„Die vergangene Saison war sicher die härteste meiner Karriere. Am ersten Spieltag spielte ich mit meinem neuen Verein Jena gegen Ingolstadt. Mir passierten zwei Eigentore, bei denen ich jeweils angeschossen wurde. Wir verloren 1 : 2. Es gibt schönere Gefühle. Verschiedene Faktoren führten dazu, dass ich daraufhin kaum Spielpraxis hatte. Es folgten zwei Trainerwechsel, dann kam Corona. Mein Vertrag wurde nicht verlängert.
Als junger Spieler dachte ich immer, ich sei der Typ, der lange bei einem Verein bleibt, und meine Freundin würde wohl auch gern mal länger in einer Stadt bleiben, statt nach zehn Monaten wieder die Kisten zu packen. Leider können sich Fußballer das nicht immer aussuchen.

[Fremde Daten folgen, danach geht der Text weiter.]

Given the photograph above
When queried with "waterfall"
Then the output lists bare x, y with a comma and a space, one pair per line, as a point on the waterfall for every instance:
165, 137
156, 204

Mein erstes großes Spiel machte ich 2013 mit Borussia Dortmund in der Champions League. Ich war 18, und Jürgen Klopp, der damals Trainer in Dortmund war, sprach mir sein Vertrauen aus. Bald durfte ich auch meine ersten Bundesligaspiele machen. Wenig später verletzte ich mich schwer. Ich wechselte nach Wolfsburg, wo ich in der zweiten Mannschaft spielte, dann nach Aalen, zuletzt nach Jena. Es klingt vielleicht komisch, aber mir geht's gut. Manche mögen denken: Der spinnt doch, wie kann er als arbeitsloser Fußballprofi sagen, dass es ihm gut geht? Aber ich bin gesund, ich kann Fußball spielen. Manche Karrieren verlaufen steil nach oben, meine hat eben ein paar Dellen abbekommen. Alles, was ich erlebt habe, hat aus mir den Menschen gemacht, der ich jetzt bin.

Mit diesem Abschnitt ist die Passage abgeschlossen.